While I have been angsty (at times) as a teen, I've never truly felt my life sucked or that the world deserved to burn. Chaos is never self sustaining, and being jaded and disorderly gets old really fast. Watching bands careers unfold as they spend year after year expressing discontent is a surreal experience. Case in point - Nirvana and Cobain. They were hailed as the creative geniuses of their times, the true voice of a troubled youth, and friends in misery for the MTV generation. Their tunes were angry, incoherent, garbled and messed up - reflecting the truly troubled times. All this no doubt makes for a great wikipedia entry, but really - it's all utter bullshit. I'm sure the African Americans in the 60s knew something about pain, and they found the Blues. I see BB King has no songs that go "Albino, mosquito".

It must be really hard to feel the anger when your records are fetching millions, and so follows the inevitable "self destruction". I'll never know what it is like growing up in a broken home, with divorced parents, gun running neighbors, drug peddlers on the street corners and all that. But somehow I find it hard to believe incomprehensible lyrics represent the struggles of suburbanite white youth.

How much did it amount to anyway? What happened to the angry young kids of the 90s who thought they'd change the world with their anger? Why don't you ask the guy in the cube next to you?

2 comments:

Purely Narcotic said...

Oh just because you mention it there are jobless people in this world who are keeping note of the trend.

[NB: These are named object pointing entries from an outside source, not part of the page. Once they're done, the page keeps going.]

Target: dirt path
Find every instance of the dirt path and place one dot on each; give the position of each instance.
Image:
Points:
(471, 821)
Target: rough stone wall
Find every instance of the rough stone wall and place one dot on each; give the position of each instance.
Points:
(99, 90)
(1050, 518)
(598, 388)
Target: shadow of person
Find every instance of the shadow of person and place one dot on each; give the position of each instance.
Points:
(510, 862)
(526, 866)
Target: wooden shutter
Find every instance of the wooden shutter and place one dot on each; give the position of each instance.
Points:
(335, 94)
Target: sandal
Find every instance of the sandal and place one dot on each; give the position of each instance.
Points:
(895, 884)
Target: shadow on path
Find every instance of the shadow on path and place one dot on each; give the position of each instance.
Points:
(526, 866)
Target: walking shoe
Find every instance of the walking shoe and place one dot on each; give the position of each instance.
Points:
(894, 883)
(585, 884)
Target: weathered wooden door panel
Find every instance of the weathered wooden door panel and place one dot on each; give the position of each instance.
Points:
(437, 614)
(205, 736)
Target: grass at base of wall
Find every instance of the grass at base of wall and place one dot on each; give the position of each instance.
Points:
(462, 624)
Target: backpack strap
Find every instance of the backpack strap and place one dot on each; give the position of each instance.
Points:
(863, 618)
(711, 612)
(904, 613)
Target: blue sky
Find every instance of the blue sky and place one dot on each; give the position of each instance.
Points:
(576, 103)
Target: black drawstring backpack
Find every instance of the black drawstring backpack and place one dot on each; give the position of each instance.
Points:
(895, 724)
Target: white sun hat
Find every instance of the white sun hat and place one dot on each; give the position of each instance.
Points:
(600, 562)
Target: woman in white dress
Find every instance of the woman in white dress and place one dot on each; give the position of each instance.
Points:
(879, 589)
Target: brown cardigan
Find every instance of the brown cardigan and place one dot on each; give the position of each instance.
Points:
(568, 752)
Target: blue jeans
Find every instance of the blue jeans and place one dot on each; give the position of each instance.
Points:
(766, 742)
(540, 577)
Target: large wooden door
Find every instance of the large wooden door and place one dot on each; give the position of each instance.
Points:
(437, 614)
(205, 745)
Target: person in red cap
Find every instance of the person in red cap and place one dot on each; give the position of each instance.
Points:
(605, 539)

Haha! You know just the other day I was thinking how the angry young man image is so passe and the whole concept-ideology has had its run and is now as ancient and hideous looking as our desi angry young man, AB. I never really understood the angry and young concept anyway- deal with whatever is at hand in the most optimum best possible manner. Being angry with the world is just such a bloody turn-off. More so when men think it will get them laid. Ha, yeah sure!

Thanatos said...

I think the 70s were different in India. It was the time for the angry young man. We were shrugging off socialism, trying to get rich and boy were we pissed. AB - tall, thin and red eyed represented all that and more.

Now it's almost comical. Like screaming "YEAH MAN LINKIN PARK!"